Com tantos elementos em seus lugares, o processo de gravar a música geralmente não tinha muitas interrupções por questões técnicas por que eu fazia isso antes de saber como a música soaria, quando ainda estava no escuro. Mas quando o sentimento surgia eu seguia em frente. Apesar de ter um estúdio com muito equipamento eu tento fazer música com o mínimo possível de equipamento, eu me limito fingindo que para determinada música eu tenho apenas quatro ou cinco coisas em meu estúdio É um apelo criativo pegar um sintetizador e tentar criar do rascunho ao invés de tentar pensar no avançado.
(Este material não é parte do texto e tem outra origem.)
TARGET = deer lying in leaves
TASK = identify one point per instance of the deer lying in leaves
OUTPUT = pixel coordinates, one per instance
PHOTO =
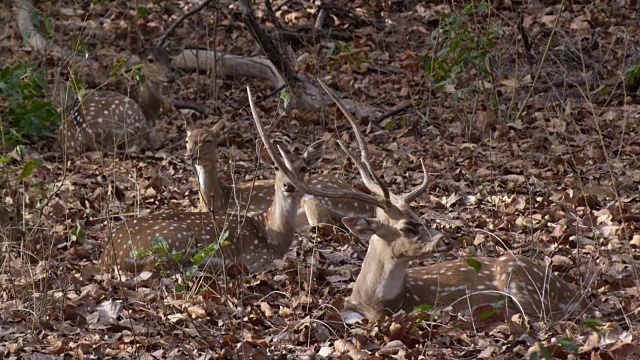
(397, 235)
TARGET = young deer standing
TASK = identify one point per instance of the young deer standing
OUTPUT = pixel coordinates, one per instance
(397, 235)
(255, 240)
(257, 196)
(107, 120)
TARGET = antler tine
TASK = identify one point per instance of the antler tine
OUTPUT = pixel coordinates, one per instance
(418, 190)
(363, 173)
(370, 179)
(335, 193)
(285, 158)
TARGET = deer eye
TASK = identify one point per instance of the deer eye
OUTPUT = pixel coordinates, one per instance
(411, 231)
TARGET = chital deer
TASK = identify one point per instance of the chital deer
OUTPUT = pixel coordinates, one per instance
(257, 196)
(9, 229)
(386, 284)
(107, 120)
(254, 241)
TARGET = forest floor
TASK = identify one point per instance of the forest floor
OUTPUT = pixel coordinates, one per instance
(532, 147)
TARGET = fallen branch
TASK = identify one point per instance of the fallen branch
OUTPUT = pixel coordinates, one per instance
(182, 18)
(230, 66)
(201, 108)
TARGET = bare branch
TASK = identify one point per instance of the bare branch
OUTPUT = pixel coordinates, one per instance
(182, 18)
(334, 193)
(370, 179)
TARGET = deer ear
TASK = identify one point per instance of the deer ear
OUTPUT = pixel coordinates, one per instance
(314, 153)
(135, 42)
(176, 45)
(218, 127)
(190, 125)
(360, 226)
(264, 154)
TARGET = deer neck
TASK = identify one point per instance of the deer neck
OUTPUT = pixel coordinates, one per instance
(280, 221)
(150, 100)
(213, 194)
(379, 289)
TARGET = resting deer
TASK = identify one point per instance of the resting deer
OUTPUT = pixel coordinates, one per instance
(397, 235)
(217, 196)
(254, 241)
(107, 120)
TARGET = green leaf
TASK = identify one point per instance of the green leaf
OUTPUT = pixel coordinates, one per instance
(475, 264)
(594, 324)
(176, 256)
(29, 167)
(198, 258)
(78, 233)
(48, 24)
(568, 344)
(488, 314)
(142, 12)
(80, 45)
(190, 271)
(422, 308)
(140, 253)
(286, 98)
(160, 245)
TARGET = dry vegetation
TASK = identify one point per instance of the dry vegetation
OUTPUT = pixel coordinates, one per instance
(527, 119)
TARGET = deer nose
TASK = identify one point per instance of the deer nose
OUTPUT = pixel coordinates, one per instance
(288, 187)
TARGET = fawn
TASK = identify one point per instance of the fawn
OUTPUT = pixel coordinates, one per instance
(107, 120)
(254, 241)
(257, 196)
(397, 235)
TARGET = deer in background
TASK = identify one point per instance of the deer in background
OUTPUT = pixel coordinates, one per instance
(257, 196)
(254, 241)
(108, 121)
(397, 235)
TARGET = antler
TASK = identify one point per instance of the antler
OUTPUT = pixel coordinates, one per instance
(334, 193)
(368, 177)
(366, 171)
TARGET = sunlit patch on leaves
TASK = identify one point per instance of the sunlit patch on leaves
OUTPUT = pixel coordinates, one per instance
(140, 253)
(544, 352)
(78, 233)
(142, 12)
(475, 264)
(595, 325)
(568, 344)
(29, 167)
(211, 249)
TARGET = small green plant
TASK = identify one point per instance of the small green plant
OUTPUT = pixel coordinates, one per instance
(461, 50)
(31, 116)
(162, 256)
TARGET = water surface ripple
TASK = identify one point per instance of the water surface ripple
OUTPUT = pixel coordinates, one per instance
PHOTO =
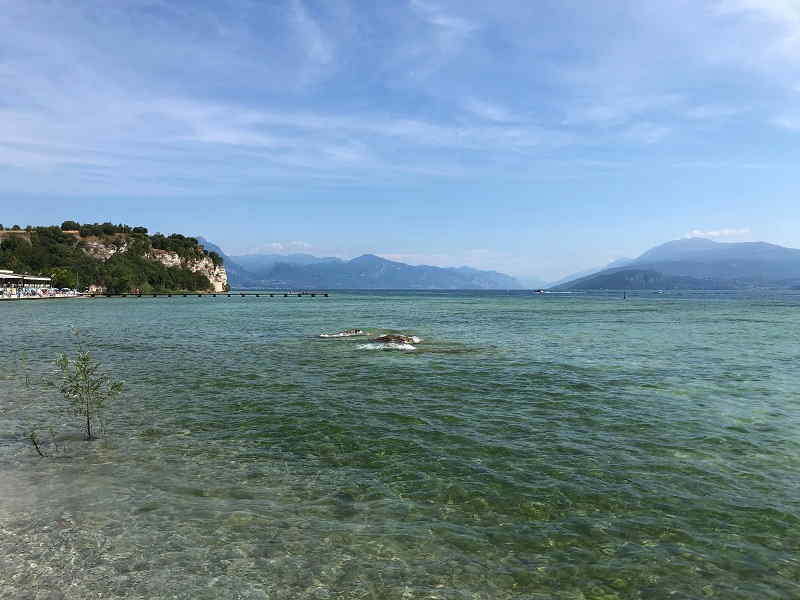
(568, 447)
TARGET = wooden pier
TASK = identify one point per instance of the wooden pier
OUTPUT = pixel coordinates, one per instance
(276, 294)
(213, 295)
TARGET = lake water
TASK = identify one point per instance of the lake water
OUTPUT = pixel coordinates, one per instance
(534, 447)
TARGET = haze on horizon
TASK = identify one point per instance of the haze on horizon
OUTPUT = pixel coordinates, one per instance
(530, 138)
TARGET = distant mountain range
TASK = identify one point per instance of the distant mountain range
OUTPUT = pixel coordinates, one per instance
(304, 271)
(698, 263)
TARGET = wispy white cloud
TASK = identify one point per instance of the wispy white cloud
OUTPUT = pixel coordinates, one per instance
(718, 233)
(488, 111)
(316, 44)
(280, 248)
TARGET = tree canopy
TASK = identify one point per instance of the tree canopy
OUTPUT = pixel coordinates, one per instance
(52, 252)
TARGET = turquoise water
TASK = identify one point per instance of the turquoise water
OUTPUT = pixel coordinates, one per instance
(532, 447)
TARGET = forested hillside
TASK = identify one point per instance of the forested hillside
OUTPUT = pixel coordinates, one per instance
(119, 258)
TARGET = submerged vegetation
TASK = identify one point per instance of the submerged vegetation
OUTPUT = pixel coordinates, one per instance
(63, 254)
(87, 389)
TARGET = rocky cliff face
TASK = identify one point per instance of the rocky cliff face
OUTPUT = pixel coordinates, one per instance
(216, 274)
(104, 250)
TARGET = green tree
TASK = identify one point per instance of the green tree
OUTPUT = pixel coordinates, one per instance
(64, 278)
(87, 389)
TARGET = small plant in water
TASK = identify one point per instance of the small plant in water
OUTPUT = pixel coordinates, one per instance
(87, 389)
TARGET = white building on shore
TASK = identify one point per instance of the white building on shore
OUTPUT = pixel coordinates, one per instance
(17, 284)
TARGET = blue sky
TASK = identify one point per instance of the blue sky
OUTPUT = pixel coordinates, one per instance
(537, 138)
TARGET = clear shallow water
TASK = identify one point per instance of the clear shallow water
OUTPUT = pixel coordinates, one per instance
(568, 447)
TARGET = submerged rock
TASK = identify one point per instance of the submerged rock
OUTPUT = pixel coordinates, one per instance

Essa é uma das transições que aconteceram no meu processo de ser apenas um guitarrista para me tornar um músico eletrônico.

Eu costumava ser muito apegado a ideias que surgiam na minha cabeça por que geralmente é assim que surgem as músicas, ouvindo a letra ou a melodia na sua cabeça, ou os acordes. Na música eletrônica funciona muito melhor não ter uma ideia preconcebida de onde vai chegar, e trabalhar com os equipamentos como se eles estivessem cuspindo ideias que você não esperava; eu gosto de equipamentos que interagem com o cérebro humano dessa maneira.

Eu nunca considerei usar guitarra nesse disco, eu parei de usar guitarra em minhas músicas anos atrás, é algo que gradualmente se extinguiu, eu perdi o interesse na guitarra como um instrumento de performance. Tem algo mágico que acontece quando eu toco com Chad Smith, Flea e Anthony que faz a guitarra parecer infinita para mim. É muito estimulante para mim pegar um instrumento limitado como uma Stratocaster - e com os efeitos - e as pessoas que interajo parecer um instrumento diferente para cada música.

Quando estou em casa eu prefiro sintetizadores, drum machines e samples, são os instrumentos que parecem mais infinitos quando estou sozinho em um estúdio. Eu gostaria de citar alguns músicos eletrônicos que considero uma inspiração quando eu estava fazendo esse disco, alguns podem parecer similares ao meu disco outros não, mas todos foram inspiradores para mim: Mark Fell, eu adoro tudo que Mark Fell faz, ele faz muita coisa com sínteses FM, que eram as formas de síntese que eu me interessei inicialmente; eu me interesso pela música dele faz muito tempo, 20 anos mais ou menos. Eu acho a musica dele inspiradora por que ele tende a fazer coisas tanto muito simples como muito complexas ao mesmo tempo.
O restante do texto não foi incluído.